Hack the textbook figures

Every single figure in the text book Statistics, Data Mining, and Machine Learning in Astronomy is downloadable and fully reproducible online. Jake VanderPlas accomplished this heroic feat as a graduate student at the University of Washington. Jake recalled the origin story to some of us at the hack week. He explained that he would usually have the figure done the same week it was conceived, and was really pretty happy with the whole experience of being a part of making the textbook and ultimately becoming a coauthor. His figures are now indispensable. Because of Jake's investment, generations of astronomers to come can now benefit from reproducing the explanatory material in the Textbook. The figures are complementary to the textbook prose. The textbook prose explains the theoretical framework underlying the concepts. Equations are derived. But by digging into the textbook figure Python code, the reader can see how the method is implemented, and try it out by tweaking the input. "What happens if I double the noise? Or decimate the number of data points? Or change this-or-that parameter? How long does it take to run?"

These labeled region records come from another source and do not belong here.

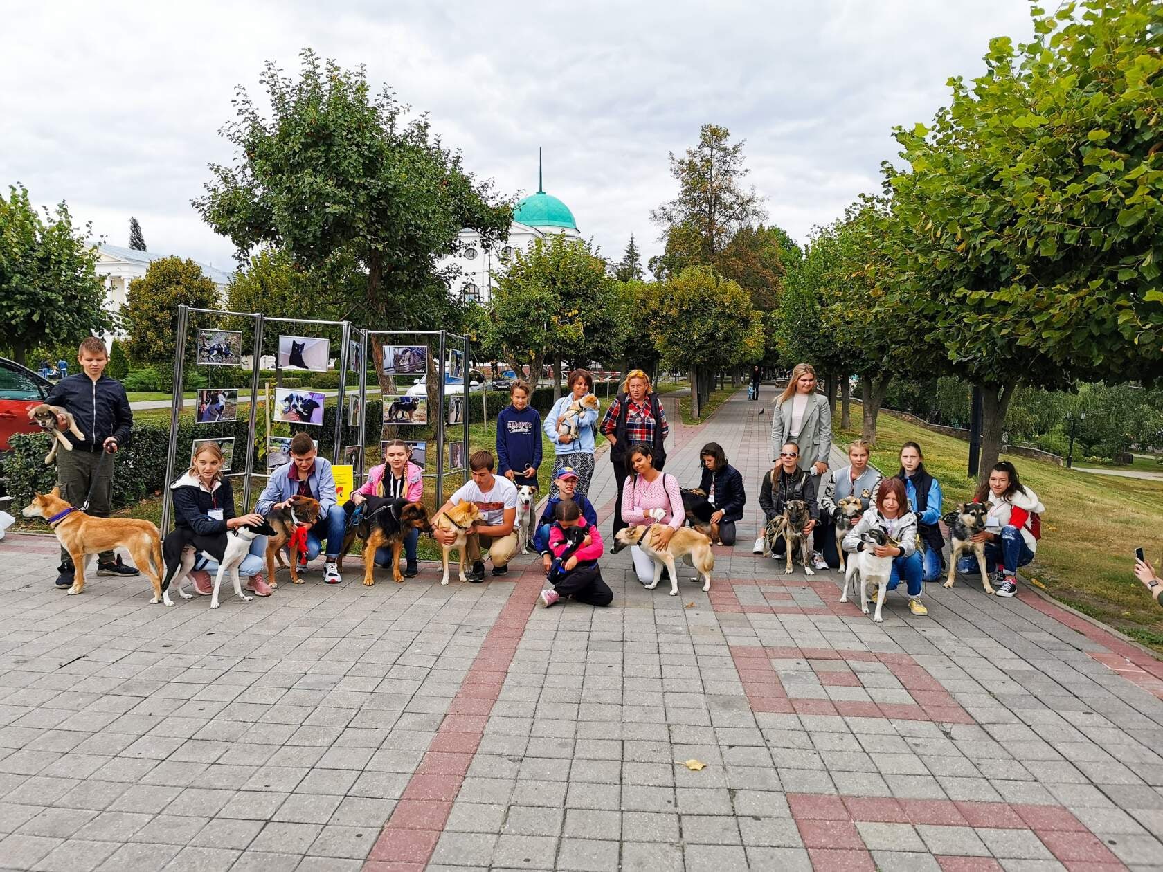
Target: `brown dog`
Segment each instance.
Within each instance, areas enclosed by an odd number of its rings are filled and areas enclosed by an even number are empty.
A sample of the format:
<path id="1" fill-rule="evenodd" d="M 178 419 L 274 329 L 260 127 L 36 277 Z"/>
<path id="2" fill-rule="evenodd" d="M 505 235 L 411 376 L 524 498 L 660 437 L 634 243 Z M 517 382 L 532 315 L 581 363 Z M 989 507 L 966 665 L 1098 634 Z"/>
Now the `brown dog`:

These and other questions motivated my hack idea, which was to dig into the source code of textbook figures and do some hacking.

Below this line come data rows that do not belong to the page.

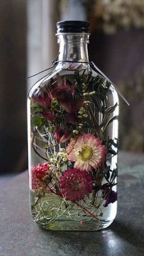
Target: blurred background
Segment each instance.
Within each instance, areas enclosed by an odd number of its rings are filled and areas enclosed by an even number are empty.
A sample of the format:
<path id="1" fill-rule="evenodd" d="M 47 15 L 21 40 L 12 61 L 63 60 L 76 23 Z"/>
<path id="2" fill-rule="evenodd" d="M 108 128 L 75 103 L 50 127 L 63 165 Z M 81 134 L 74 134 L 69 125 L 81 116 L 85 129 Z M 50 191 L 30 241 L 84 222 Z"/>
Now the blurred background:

So on Wednesday of the Hack Week a table of about 8 of us all hacked the book figures. The figure above is one of those figures, hacked by Beth Reid (BIDS) and Phil Marshall (SLAC). Beth and Phil pair-coded on Figure 8.10 (c.f. the original figure). This choice of figure and its redesign were both inspired by Hack Week breakout sessions! Specifically, Dan Foreman-Mackey's Gaussian Process breakout on Monday, and Jake's breakout on D3.js and his matplotlib wrapper for it, MPLD3. As you can see, Beth and Phil's figure shows a special hover-over effect for different realizations of the Gaussian Process curves consistent with the data points. See the textbook, the figure caption, and/or Dan's Gaussian Process Tutorial for further discussion.

Hack Week participants Wilma Trick and Michael Walther (MPIA Heidelberg, Germany) hacked on Figure 9.14, available here. Ruth Angus (Oxford, currently a pre-doctoral visitor at CfA) made an interactive version of Figure 9.2 using IPython Notebooks. Specifically, she changed the mean center positions of the two clusters of points in the figures to address the question- "What happens if the classification boundary is not so obvious? How does the classifier grapple with uncertainty?" It was fascinating to see the classification boundary update in real-time as Ruth dragged the interact() slider left and right.

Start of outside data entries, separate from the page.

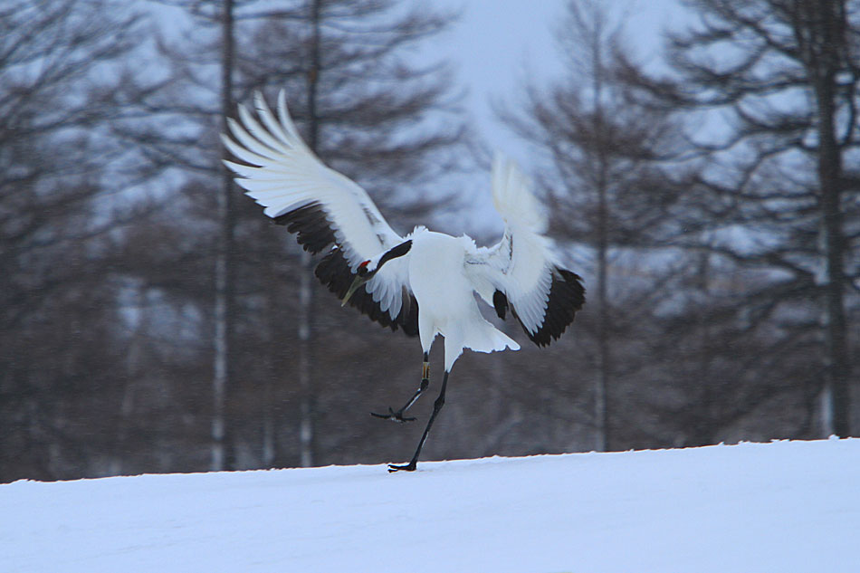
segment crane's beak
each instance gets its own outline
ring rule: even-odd
[[[349,287],[349,289],[347,291],[347,293],[344,295],[343,300],[340,301],[340,306],[345,306],[347,302],[349,301],[349,299],[352,297],[355,291],[360,289],[361,285],[369,280],[370,280],[369,277],[367,277],[367,276],[363,276],[363,277],[357,276],[356,280],[352,282],[352,285]]]

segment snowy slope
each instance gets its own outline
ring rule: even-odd
[[[860,571],[860,440],[0,485],[0,571]]]

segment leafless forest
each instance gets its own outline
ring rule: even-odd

You can find all of the submitted hacked book figures on the project page: http://gully.github.io/astroMLfigs/. I welcome hack submissions from the community! If you have hacked on one of Jake's book figures, please submit it via GitHub pull request to the GitHub repository.

Meanwhile, I worked on a visualization of my ongoing observational research project on discovery and characterization of young brown dwarfs in nearby star forming regions. Specifically, my hack was aimed at visualizing the spatial distributions of sources in my custom multi-band photometric catalog compared to existing catalogs. I used hover-over tooltips to gain instantaneous, detailed information on each source. This hack was not merely of academic interest- I wanted a quick way to spot-check cross matched catalogs to see how well the matching performed on individual regions. In the past I have detected astrometric solution errors in this way, for example. The scroll wheel offered smooth dynamic range zooming from degree to arcsecond field-of-view. The key challenge/innovation here was that my catalog contained 54,000 sources, which is too many for MPLD3, even on modern machines. So I used the Bokeh Plot Library, which I had learned about a week earlier from Bryan Van de Ven (Continuum Analytics) at the Austin Python Users Group meetup. Bokeh is similar to MPLD3, but it has some distinct advantages for displaying massive datasets. Specifically their Abstract Rendering implementation has been shown to handle over 4 GB of census data. Since Bokeh (and MPLD3) are effectively converting the figures into javascript, the figures look great in the browser, notably IPython Notebooks. I'm planning to release my hack alongside a future publication describing the custom photometric catalog.